Malum, UEFA Avrupa futbolunun patronu. Biz de tüm futbol dünyamızı FIFA, UEFA kuralları çerçevesinde düzenliyoruz.
Fenerbahçe ve Beşiktaş maalesef yoklar ama başka takımlarımız Avrupa kupalarında yarışıyorlar.
Buradan da benim anladığım Türkiye’nin UEFA denen kurumun meşruiyetini kabul ettiği.
Eğer böyleyse de gereklerini mutlaka yerine getirmemiz lazım.

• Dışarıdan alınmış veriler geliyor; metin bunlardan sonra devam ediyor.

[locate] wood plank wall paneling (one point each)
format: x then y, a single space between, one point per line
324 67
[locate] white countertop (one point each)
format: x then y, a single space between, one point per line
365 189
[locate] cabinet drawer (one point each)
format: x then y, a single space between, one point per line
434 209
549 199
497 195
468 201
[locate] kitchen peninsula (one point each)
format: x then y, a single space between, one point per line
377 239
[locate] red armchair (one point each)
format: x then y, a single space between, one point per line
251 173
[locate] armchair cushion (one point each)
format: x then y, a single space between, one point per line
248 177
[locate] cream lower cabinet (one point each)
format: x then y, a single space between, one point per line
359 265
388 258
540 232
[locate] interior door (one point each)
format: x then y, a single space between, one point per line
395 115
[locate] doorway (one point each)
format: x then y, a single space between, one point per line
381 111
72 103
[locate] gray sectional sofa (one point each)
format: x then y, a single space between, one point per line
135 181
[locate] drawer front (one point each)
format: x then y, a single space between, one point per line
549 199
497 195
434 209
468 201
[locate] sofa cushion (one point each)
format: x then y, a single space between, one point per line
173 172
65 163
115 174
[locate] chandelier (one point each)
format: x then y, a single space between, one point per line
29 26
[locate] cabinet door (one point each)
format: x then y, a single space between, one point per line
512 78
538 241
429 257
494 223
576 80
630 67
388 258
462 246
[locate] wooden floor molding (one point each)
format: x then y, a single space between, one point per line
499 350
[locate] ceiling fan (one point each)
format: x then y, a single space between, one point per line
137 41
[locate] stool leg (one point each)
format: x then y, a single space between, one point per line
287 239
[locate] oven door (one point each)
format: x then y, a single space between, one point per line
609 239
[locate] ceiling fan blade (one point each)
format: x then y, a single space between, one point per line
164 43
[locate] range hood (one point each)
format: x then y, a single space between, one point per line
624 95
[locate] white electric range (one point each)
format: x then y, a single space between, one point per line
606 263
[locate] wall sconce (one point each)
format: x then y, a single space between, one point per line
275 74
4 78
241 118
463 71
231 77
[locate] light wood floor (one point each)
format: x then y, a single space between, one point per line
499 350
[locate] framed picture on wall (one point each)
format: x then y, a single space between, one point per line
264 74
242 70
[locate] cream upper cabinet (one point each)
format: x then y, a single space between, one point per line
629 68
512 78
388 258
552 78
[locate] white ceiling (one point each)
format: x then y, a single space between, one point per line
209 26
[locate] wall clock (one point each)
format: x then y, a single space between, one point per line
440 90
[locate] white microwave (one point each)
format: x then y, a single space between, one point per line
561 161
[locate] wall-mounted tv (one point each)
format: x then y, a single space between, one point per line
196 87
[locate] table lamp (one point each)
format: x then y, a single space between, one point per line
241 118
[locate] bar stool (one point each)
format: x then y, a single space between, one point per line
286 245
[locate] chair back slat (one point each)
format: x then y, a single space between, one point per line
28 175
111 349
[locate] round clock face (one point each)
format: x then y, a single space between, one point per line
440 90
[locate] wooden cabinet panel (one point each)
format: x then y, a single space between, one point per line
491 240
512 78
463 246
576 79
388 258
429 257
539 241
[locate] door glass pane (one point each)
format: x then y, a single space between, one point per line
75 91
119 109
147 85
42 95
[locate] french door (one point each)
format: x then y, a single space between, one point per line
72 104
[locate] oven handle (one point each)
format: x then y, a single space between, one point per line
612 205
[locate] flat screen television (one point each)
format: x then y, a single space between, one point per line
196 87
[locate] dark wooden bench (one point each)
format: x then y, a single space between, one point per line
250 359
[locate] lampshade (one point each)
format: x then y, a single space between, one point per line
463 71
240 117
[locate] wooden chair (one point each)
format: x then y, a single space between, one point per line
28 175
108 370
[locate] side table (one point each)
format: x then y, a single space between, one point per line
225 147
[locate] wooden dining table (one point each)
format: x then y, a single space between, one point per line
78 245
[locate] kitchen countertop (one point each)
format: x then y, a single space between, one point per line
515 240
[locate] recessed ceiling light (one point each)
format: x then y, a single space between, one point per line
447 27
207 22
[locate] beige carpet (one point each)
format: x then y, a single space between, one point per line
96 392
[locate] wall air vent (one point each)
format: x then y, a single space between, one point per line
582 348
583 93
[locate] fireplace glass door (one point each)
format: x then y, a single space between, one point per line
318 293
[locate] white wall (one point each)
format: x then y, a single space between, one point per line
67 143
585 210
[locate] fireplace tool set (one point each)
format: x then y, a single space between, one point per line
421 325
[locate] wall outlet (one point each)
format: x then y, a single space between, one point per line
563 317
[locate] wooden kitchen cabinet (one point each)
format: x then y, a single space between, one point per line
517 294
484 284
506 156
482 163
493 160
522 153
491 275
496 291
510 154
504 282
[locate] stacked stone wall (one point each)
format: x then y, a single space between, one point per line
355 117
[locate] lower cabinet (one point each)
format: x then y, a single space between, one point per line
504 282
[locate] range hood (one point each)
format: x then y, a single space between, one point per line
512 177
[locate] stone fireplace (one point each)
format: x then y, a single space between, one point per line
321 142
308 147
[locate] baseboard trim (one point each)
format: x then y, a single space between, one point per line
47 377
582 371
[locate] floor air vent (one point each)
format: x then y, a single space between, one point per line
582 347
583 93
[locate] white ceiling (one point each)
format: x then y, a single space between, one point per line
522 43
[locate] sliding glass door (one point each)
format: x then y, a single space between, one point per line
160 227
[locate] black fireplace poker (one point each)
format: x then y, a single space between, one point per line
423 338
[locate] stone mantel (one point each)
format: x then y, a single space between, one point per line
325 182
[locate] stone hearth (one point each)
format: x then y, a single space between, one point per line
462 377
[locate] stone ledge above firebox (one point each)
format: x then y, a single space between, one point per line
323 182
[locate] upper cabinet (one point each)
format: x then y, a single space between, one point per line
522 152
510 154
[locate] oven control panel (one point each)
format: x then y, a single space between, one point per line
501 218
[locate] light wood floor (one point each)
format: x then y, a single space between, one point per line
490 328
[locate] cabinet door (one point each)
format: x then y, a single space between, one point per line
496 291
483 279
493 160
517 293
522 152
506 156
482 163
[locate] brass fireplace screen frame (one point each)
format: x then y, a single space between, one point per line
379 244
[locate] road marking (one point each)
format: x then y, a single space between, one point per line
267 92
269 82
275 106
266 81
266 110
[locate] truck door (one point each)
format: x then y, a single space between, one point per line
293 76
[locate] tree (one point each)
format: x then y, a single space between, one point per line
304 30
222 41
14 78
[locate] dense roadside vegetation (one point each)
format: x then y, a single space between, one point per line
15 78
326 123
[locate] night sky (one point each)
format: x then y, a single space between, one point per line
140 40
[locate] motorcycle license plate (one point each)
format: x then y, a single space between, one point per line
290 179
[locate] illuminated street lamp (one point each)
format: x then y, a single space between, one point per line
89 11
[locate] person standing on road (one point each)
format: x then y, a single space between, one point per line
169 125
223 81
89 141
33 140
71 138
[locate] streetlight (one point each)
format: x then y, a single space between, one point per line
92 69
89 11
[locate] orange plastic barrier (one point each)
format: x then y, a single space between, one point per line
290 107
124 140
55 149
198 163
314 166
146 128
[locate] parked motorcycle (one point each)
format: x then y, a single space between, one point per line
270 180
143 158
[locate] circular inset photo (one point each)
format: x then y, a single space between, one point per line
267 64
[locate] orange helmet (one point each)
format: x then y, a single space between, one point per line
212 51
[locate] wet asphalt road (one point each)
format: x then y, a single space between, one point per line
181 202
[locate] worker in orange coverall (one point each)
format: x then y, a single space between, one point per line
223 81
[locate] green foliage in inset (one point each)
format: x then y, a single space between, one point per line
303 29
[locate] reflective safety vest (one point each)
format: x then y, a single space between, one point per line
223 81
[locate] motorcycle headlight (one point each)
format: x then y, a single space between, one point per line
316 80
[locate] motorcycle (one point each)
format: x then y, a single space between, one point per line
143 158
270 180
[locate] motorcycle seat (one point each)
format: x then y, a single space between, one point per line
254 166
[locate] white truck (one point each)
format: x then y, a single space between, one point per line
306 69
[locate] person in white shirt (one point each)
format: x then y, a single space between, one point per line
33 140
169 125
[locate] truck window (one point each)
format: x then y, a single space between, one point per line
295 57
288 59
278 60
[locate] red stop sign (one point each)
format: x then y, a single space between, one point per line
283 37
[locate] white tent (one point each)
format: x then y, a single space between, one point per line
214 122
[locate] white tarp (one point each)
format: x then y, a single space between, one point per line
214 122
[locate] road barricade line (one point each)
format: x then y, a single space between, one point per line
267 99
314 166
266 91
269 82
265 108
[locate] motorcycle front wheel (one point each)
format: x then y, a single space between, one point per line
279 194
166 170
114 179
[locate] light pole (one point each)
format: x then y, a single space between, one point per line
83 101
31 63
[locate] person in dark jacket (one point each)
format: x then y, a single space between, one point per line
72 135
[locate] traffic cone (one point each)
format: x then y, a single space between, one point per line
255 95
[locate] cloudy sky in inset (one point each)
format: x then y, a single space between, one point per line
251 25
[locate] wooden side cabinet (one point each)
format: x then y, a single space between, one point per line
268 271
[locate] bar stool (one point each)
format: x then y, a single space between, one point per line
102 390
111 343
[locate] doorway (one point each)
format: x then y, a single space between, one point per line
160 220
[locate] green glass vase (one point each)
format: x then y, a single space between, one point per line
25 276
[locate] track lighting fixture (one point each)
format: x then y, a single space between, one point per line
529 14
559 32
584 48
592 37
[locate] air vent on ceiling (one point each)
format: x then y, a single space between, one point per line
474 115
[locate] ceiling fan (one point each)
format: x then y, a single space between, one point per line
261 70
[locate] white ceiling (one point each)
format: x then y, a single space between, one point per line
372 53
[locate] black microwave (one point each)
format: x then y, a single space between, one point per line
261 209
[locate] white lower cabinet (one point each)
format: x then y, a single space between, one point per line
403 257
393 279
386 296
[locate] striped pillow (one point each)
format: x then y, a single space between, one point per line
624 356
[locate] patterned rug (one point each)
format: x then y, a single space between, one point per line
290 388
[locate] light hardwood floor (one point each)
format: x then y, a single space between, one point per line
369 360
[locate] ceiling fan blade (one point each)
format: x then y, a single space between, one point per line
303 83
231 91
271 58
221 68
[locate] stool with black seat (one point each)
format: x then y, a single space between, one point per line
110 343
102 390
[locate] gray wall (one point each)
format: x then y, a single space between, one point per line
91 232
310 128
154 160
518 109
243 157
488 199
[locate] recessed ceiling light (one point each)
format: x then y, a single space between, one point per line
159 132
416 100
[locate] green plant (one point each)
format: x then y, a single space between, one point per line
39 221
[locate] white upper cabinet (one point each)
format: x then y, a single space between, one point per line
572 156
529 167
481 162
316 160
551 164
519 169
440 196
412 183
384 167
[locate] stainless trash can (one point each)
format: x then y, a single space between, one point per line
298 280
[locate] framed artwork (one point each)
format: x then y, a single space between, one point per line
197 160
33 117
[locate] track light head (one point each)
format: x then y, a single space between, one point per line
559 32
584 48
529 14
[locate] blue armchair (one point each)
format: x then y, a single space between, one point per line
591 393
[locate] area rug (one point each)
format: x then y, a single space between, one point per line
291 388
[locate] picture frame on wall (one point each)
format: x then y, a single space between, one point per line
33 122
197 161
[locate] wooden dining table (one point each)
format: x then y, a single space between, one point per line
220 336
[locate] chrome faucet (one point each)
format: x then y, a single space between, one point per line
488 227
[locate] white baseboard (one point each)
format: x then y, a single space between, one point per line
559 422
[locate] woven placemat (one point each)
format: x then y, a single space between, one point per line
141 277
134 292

Oysa, yaşananlar, sanki Türkiye UEFA’nın meşruiyetini tanımıyormuş gibi.
Neden mi, açmaya çalışacağım.
UEFA ve CAS, Beşiktaş’ın (Fenerbahçe’nin de), doğru ya da yanlış, şike pisliğine karıştığını karara bağladılar.
Bu kararı ya tanırız, gereklerini yerine getiririz, ya da tanımayız, bu tanımamazlık tutumunun da aynen gereklerini yaparız, mesela futbolda üç korner bir penaltı kuralına döneriz, keyifli olabilir, penaltıları da küçük kalelere arkamız dönük olarak topukla atarız.
UEFA ve CAS kararlarına göre Beşiktaş takım olarak şike yapmıştır ve o dönemde de takımın, Beşiktaş’ın başında başkan sıfatı ile birisi vardır.
Ve bu birisi de bugün Türkiye Futbol Federasyonu’nun başındadır.
Bu nasıl bir iştir, anlayan var mıdır?
Dönemin Beşiktaş, günümüz TFF Başkanına haksızlık yapılıyor olabilir, yasalar, yönetmelikler bir istifayı gerektirmiyor olabilir ama sporda, futbolda yasalardan da, yönetmeliklerden de önemli ilkeler vardır, daha doğrusu olması lazımdır.
Dönemin Beşiktaş Başkanı’nın bugün TFF’nin başında göreve devam ediyor oluşunun spor basınının yegane konusu olmayışı da gerçekten çok ilginçtir.
Böyle yaşamsal bir sorun ortada iken lig maçlarının tartışılması, teknik direktörlerin kararlarının analizi bana çok komik ve sahte gelmektedir.
Geçtiğimiz hafta TFF’nin başkanlık meselesini Cavit Çağlar’ın, Süleyman Demirel marifetiyle, 1991 senesinde şahsi borcunun olduğu Ziraat Bankası’ndan sorumlu devlet bakanlığı görevine getirilmesine benzetmiş idim.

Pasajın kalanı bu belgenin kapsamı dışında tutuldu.